You know, it astounds me that Dick Cheney would so profoundly embarrass his president, George W. Bush.

But after a rather rocky last six months in office — during which he was largely shunted aside, trying desperately to get a pardon for Scooter Libby and being rebuffed — what does Cheney have left?

While President Bush has exhibited a rather classy exit from power, Cheney has to continue his Limbaugh/Hannity-esque attack on President Obama. I have a strange feeling that he will not go softly into the good night, but will try desperately to resurrect himself, long after this Easter has come and gone.

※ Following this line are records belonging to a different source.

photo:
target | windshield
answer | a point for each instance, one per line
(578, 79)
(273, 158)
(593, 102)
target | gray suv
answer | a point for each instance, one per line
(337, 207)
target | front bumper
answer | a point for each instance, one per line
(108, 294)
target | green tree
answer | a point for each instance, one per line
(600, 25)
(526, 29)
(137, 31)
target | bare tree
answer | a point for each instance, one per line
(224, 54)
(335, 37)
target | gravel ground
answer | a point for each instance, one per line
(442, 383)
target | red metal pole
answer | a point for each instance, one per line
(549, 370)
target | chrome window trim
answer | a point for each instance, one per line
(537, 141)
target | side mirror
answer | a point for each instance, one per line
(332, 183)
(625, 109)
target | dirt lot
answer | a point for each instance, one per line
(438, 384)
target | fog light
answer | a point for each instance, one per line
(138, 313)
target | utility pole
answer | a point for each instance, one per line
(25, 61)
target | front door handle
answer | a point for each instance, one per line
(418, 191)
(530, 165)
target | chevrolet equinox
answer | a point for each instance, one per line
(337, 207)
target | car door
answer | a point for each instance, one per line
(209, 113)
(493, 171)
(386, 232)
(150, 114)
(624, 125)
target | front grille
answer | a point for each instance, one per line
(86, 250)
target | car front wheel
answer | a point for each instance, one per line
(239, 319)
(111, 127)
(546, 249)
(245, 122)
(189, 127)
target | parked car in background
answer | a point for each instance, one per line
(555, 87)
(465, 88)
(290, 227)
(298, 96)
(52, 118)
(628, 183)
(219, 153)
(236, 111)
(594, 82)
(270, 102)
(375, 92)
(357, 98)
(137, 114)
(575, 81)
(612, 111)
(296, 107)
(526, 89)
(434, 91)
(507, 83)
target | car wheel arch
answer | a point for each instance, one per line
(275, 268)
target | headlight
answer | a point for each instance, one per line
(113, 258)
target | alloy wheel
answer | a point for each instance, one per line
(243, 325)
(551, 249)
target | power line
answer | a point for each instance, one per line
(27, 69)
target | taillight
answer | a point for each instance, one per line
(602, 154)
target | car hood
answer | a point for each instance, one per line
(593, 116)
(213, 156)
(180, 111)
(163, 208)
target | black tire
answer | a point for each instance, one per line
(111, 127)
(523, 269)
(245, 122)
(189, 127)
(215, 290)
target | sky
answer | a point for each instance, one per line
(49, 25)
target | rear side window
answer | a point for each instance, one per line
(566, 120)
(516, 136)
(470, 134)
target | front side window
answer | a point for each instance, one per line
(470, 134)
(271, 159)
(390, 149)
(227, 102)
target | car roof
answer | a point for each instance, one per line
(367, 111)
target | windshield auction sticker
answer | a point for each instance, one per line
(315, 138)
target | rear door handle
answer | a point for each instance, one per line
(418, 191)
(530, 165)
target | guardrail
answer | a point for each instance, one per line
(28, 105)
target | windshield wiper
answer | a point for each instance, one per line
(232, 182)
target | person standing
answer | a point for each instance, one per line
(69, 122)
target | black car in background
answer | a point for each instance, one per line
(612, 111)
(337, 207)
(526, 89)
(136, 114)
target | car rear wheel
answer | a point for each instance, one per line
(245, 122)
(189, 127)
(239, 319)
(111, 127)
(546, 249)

Cheney’s ridiculous accusations about the U.S. being “less safe” serve no purpose but to try and convince himself that tossing civil liberties to the wind, covering up illegal acts, launching a calculated, unnecessary war in Iraq, conducting it with the utmost incompetence and encouraging torture were all justified. None of these actions, Mr. Cheney, have made us more safe; quite the opposite, actually.

The Cheney foreign policy — go it alone, my way or the highway, we are the answer — took what was a united world against terrorism in September of 2001 and tore it asunder. Mr. Cheney’s policies created more terrorists than we have killed, caused the world to rise up against the U.S. when we needed its support and left our foreign policy in a shambles.

So rather than revisit his Dr. Strangelove persona, maybe Mr. Cheney might want to take a page out of President Bush’s book and try and live out his years quietly as an ex-vice president.